Jonathan Edwards student Sarah Kim ’17 said she was “relieved” by Laurans’ email, both because she would be allowed to call Laurans the title she was accustomed to and because it welcomed discussion.

Dale Zhong ’19, a student in Trumbull, said his master, psychology professor Margaret Clark, told students she personally dislikes the title, but has allowed them to call her whatever they prefer pending a final consensus from the Council of Masters. Clark came out in support of Davis’ decision early, commenting on a post on the popular Facebook group “Overheard at Yale” that she was in “complete agreement” with his decision.

But Zhong, who himself does not see anything wrong with the title, noted it is difficult to use an alternative title for his college head when no replacement has been given.

Silliman College Master Nicholas Christakis also sent a message about the issue to his college on Monday. Although he noted that he personally prefers to be called by his first name, he also cautioned against focusing too much on the issue of racially charged words to the exclusion of combating the underlying issues of race, poverty and inequality.

He reiterated those concerns during a Thursday interview with the News.

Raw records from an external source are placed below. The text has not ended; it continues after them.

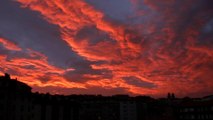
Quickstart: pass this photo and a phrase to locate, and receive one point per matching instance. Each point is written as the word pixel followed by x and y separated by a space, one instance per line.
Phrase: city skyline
pixel 135 47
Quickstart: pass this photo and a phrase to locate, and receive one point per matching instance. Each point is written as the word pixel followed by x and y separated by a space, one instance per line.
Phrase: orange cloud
pixel 161 51
pixel 9 45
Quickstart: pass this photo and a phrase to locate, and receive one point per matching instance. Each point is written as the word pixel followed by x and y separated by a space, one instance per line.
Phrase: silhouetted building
pixel 17 102
pixel 191 109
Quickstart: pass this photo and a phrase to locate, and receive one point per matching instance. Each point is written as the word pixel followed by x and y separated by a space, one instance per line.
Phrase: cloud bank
pixel 153 47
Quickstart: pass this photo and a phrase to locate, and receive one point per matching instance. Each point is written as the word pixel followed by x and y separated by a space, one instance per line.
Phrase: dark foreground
pixel 17 102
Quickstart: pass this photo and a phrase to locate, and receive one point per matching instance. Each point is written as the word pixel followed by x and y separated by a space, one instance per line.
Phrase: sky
pixel 108 47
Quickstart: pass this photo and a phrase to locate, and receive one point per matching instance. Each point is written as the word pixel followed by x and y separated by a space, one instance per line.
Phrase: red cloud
pixel 31 66
pixel 161 50
pixel 9 45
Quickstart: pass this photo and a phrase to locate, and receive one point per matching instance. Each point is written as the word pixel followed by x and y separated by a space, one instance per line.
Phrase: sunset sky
pixel 135 47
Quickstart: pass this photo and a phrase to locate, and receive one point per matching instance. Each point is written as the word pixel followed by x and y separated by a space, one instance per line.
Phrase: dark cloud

“Part of the reason I have not been interested in talking to the [News] about this in the past is that I think Yalies have more important things to talk about: free speech on campus, socioeconomic inequality, the undergraduate curriculum,” Christakis said. “What are the sources of political activism that are worth your effort in your generation? Surely you can do better than the titles of officials at your University.”